Mesmo que paremos as emissões de carbono amanhã, serão necessárias décadas para que o aumento da temperatura abrande, à medida que os oceanos e a atmosfera da Terra atingem o equilíbrio. Alguns efeitos - acidificação dos oceanos, derretimento do gelo e alguma subida do nível do mar - já são essencialmente irreversíveis.
É altura de começar a planear os próximos mil anos.
O que é preciso para construir uma catedral do clima
A boa notícia é que, apesar do âmbito e da complexidade tecnológica do que precisamos de fazer para inverter os danos causados e evitar mais, não está técnica ou financeiramente fora do nosso alcance.
A Agência Internacional de Energia estima que a descarbonização do nosso sistema energético até 2050 custará cerca de 2% do PIB global anual em despesas adicionais. O mundo já investiu milhares de milhões de dólares para melhorar drasticamente as baterias, o hidrogénio limpo, os biocombustíveis e a remoção de carbono (embora ainda seja necessário inventar mais).

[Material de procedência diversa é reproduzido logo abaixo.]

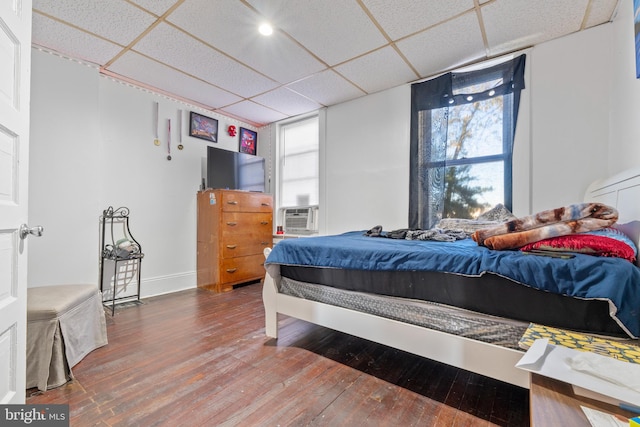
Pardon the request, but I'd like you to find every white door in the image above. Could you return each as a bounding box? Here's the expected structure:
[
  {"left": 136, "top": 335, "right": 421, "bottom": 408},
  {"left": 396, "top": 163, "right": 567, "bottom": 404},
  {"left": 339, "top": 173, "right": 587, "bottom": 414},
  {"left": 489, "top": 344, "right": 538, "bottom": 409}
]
[{"left": 0, "top": 0, "right": 31, "bottom": 404}]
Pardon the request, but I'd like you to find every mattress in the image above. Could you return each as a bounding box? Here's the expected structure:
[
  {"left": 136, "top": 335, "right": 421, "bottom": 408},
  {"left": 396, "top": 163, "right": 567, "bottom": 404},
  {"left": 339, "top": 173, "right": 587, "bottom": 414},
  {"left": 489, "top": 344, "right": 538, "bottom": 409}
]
[
  {"left": 278, "top": 277, "right": 529, "bottom": 350},
  {"left": 266, "top": 232, "right": 640, "bottom": 338}
]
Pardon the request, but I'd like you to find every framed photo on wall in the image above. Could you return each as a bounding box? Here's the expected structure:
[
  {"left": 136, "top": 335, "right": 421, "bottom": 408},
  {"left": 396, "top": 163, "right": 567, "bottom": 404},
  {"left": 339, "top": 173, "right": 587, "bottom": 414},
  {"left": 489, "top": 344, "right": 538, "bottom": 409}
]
[
  {"left": 240, "top": 128, "right": 258, "bottom": 156},
  {"left": 189, "top": 111, "right": 218, "bottom": 142}
]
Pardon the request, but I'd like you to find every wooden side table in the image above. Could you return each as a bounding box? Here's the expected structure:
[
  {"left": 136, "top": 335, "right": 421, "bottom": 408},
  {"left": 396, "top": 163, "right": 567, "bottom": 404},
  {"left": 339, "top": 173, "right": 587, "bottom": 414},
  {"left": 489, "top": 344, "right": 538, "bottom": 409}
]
[{"left": 529, "top": 374, "right": 638, "bottom": 427}]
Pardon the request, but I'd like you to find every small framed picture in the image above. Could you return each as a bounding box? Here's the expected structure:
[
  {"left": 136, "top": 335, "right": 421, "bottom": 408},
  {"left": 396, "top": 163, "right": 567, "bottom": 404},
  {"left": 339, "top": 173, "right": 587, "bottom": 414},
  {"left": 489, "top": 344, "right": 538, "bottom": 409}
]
[
  {"left": 240, "top": 128, "right": 258, "bottom": 156},
  {"left": 189, "top": 111, "right": 218, "bottom": 142}
]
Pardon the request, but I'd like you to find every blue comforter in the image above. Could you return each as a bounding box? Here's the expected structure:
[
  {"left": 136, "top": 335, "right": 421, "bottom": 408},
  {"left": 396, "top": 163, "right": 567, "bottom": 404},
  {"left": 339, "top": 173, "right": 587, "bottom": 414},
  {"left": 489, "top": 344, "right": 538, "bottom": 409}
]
[{"left": 266, "top": 231, "right": 640, "bottom": 338}]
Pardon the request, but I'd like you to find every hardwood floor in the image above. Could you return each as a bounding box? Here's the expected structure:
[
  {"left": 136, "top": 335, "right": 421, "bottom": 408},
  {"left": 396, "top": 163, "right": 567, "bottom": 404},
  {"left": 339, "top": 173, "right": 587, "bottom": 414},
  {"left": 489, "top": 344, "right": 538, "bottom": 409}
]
[{"left": 27, "top": 283, "right": 529, "bottom": 427}]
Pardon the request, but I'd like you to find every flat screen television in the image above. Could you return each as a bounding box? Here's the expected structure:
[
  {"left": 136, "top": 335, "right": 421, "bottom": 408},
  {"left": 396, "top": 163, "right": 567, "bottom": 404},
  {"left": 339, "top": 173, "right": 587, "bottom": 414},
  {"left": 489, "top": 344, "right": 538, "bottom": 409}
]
[{"left": 206, "top": 146, "right": 265, "bottom": 193}]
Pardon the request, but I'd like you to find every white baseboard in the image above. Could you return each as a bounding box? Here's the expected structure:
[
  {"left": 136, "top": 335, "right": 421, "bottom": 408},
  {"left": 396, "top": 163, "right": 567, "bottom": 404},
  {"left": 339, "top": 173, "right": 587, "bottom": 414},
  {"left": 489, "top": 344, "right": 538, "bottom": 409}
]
[{"left": 140, "top": 271, "right": 197, "bottom": 298}]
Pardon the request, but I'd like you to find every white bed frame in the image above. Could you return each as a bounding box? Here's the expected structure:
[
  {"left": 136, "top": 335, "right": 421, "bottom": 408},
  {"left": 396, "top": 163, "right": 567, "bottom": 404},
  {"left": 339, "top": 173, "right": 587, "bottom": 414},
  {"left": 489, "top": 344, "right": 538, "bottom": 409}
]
[{"left": 262, "top": 168, "right": 640, "bottom": 388}]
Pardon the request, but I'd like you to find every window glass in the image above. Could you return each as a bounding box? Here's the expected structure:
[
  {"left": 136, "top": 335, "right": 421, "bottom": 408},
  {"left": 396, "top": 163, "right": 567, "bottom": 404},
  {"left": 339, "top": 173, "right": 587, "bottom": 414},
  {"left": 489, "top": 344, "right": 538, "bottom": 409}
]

No entanto, a nível global, ainda não mobilizámos a sociedade em torno de soluções para o clima, tal como as cidades se mobilizaram em torno de catedrais. Os EUA apenas começaram a construir uma rede nacional de estações de carregamento de veículos eléctricos, algo que a China está muito mais perto de concluir.
O compromisso de restaurar os sumidouros naturais de carbono, como as florestas e os oceanos, continua a ser lento. Até agora, o mundo só protegeu 16% de toda a terra e águas interiores e apenas 8% no âmbito do 30x30, um esforço internacional para reservar 30% do planeta para a natureza até 2030 - apesar de 190 nações terem assinado o plano.
Igualmente assustador será reequipar a economia mundial com electrões limpos e combustíveis renováveis. Prevê-se que a transição para o abandono dos combustíveis fósseis - agora consagrada nas negociações internacionais sobre o clima - demore muitas décadas, talvez mais, à medida que forem sendo desenvolvidas alternativas.
Também aqui devemos ter coragem. Os construtores de catedrais durante a Idade Média ainda utilizavam tecnologia aperfeiçoada milénios antes do seu tempo de vida. A tecnologia moderna está a avançar a um ritmo sem precedentes: Apenas 66 anos separaram o primeiro avião a motor em Kitty Hawk, N.C., e a aterragem da Apollo 11 na Lua. As tecnologias digitais podem acelerar ainda mais a inovação.
Mas as catedrais oferecem outra lição. Nas negociações sobre as alterações climáticas, a tecnologia e o financiamento recebem toda a atenção. Mas tenho vindo a compreender que o que inspira as sociedades a empreenderem grandes projectos é ainda mais importante.
Grande parte da energia criativa da sociedade europeia medieval foi canalizada para estas catedrais monumentais, "uma vontade de fazer parte de um processo que era maior do que si próprio", escreve o sítio do Património Mundial do Castelo e da Catedral de Durham, algo que continua até hoje. Notre Dame, que começou a ser construída há 859 anos, continua a ser um trabalho em curso.
Muitos de nós já não vivemos num mundo dominado pela religião, mas o nosso progresso também depende de algo que é mais inspiração do que inovação: A crença na construção de um futuro melhor.